Build a Diverse Team and Then Include Everyone
Fostering a creative and adaptable workplace is also about making sure you have the right talent for the job, but often creative teams can end up creatively homogenous. Leaders can tend to hire “in their own image.” Many businesses hire people who think, complete tasks, and solve problems the same way. While it’s certainly good practice to set criteria for new hires and to hire based on how good of a “fit” a potential employee seems to be, relying too much on that mindset can quickly limit the diversity of ideas that enter your workplace. Instead, the hiring process should focus on building a team of different skills and backgrounds, and with complementary strengths.
For example, introversion and creativity tend to correlate positively, and yet teams often hire based on the myth of the “extrovert ideal.” In practice, true value comes from composing a team of a variety of personality types.
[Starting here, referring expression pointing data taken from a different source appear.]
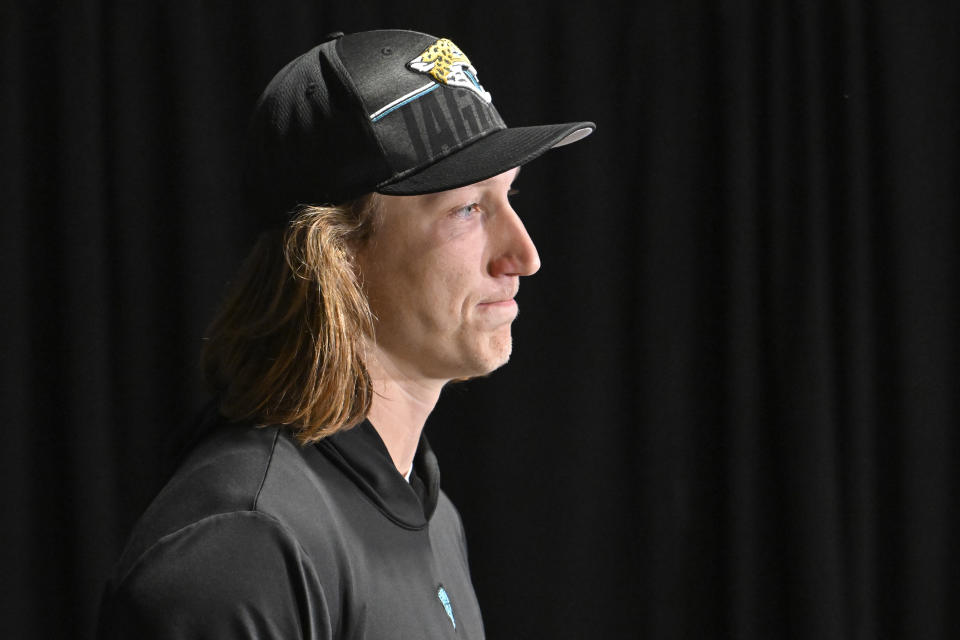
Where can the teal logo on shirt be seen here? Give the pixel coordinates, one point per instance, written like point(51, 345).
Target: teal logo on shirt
point(445, 601)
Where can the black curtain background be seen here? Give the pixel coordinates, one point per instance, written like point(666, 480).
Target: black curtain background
point(732, 408)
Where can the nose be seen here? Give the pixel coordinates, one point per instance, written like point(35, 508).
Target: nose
point(515, 253)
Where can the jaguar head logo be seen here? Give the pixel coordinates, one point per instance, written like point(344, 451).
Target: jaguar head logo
point(446, 63)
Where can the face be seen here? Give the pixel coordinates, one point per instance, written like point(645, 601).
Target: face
point(441, 272)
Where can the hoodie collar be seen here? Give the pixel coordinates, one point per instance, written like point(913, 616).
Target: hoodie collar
point(363, 457)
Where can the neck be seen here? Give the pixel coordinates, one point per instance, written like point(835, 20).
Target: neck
point(399, 408)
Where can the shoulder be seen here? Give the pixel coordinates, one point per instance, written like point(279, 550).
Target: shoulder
point(241, 569)
point(214, 546)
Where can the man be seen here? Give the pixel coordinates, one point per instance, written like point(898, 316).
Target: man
point(312, 508)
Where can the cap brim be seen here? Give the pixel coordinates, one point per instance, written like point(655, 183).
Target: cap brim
point(489, 156)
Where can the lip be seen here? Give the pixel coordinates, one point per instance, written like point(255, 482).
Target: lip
point(509, 302)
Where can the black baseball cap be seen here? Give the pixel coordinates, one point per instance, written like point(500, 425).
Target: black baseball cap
point(395, 112)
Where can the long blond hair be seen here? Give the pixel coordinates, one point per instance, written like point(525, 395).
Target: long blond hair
point(286, 346)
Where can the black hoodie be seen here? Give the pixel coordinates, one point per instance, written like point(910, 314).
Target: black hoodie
point(256, 536)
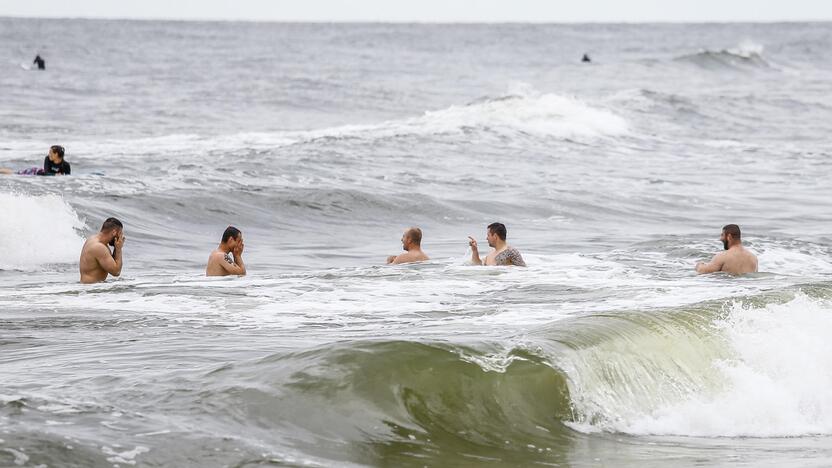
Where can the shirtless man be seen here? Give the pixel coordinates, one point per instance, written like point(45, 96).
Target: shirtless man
point(503, 254)
point(96, 259)
point(735, 260)
point(412, 244)
point(221, 262)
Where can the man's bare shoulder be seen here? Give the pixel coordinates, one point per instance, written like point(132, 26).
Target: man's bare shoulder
point(409, 257)
point(216, 256)
point(94, 247)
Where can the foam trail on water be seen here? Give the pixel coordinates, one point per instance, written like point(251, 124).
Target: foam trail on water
point(776, 385)
point(759, 371)
point(37, 231)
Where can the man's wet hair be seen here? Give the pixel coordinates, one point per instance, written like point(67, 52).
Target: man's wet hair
point(732, 229)
point(230, 232)
point(111, 223)
point(415, 235)
point(59, 150)
point(499, 229)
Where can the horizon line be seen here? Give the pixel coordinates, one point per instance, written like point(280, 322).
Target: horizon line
point(414, 22)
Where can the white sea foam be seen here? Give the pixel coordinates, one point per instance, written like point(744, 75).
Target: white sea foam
point(36, 231)
point(772, 381)
point(747, 49)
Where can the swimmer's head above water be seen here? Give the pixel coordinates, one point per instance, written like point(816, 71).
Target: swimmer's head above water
point(56, 154)
point(412, 239)
point(495, 233)
point(730, 236)
point(110, 230)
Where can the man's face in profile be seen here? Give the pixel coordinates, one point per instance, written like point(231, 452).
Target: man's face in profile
point(115, 233)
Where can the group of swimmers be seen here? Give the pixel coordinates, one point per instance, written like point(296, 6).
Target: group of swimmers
point(98, 261)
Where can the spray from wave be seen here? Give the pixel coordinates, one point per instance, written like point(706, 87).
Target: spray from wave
point(745, 55)
point(522, 111)
point(37, 231)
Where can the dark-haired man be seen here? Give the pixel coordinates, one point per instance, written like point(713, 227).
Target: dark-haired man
point(736, 259)
point(503, 254)
point(53, 164)
point(96, 259)
point(412, 244)
point(228, 258)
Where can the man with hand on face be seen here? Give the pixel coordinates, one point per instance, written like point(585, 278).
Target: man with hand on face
point(221, 262)
point(503, 254)
point(735, 260)
point(96, 259)
point(412, 244)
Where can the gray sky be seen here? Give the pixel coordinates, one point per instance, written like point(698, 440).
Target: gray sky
point(431, 10)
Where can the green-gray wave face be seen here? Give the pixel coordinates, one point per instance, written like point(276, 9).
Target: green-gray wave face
point(402, 403)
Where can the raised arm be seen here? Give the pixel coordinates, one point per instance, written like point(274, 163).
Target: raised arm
point(713, 266)
point(110, 263)
point(475, 253)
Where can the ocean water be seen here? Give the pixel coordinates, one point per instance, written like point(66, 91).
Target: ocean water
point(322, 143)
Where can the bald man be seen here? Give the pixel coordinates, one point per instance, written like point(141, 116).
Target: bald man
point(412, 244)
point(736, 259)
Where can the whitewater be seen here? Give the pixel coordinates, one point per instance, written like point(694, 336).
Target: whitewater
point(322, 143)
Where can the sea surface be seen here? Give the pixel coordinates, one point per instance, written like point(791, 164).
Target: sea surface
point(322, 143)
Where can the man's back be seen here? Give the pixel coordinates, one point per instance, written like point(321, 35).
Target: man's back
point(738, 261)
point(91, 271)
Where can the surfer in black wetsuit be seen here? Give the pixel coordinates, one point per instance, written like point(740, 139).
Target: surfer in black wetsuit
point(53, 164)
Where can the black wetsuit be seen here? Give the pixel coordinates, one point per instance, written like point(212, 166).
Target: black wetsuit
point(50, 168)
After all, you logically won’t see all of the benefits of collaboration, brainstorming, specialization, etc., without teams that are composed of different people with different skillsets, different competencies, and different backgrounds. Difference itself should be celebrated and utilized as a powerful tool of discovery leading your team to solutions that any individual may never have arrived at on their own.
But you also need to facilitate these differences. Not just in terms of moderating their debates and guiding their discussions, but in terms of being open to different methods of discussion. When your team is comprised of people whose personalities differ from one another, you may quickly find that the methods which are effective for some, are inhibiting to others.
For example, brainstorming doesn’t have to be all at once. Breaking that process up can help to level the playing field between introverts and extroverts and ensure that no one’s voice is lost. Not everyone is comfortable shouting out the first thing that comes to mind. While this may seem essential to the brainstorming process, the benefits of that methodology can be quickly outweighed by the downside of not hearing from a meaningful portion of your team. Even a simple change like digitizing the process can help more voices to be heard. These differing voices will be necessary to find creative solutions to all of the many different challenges these teams will face together.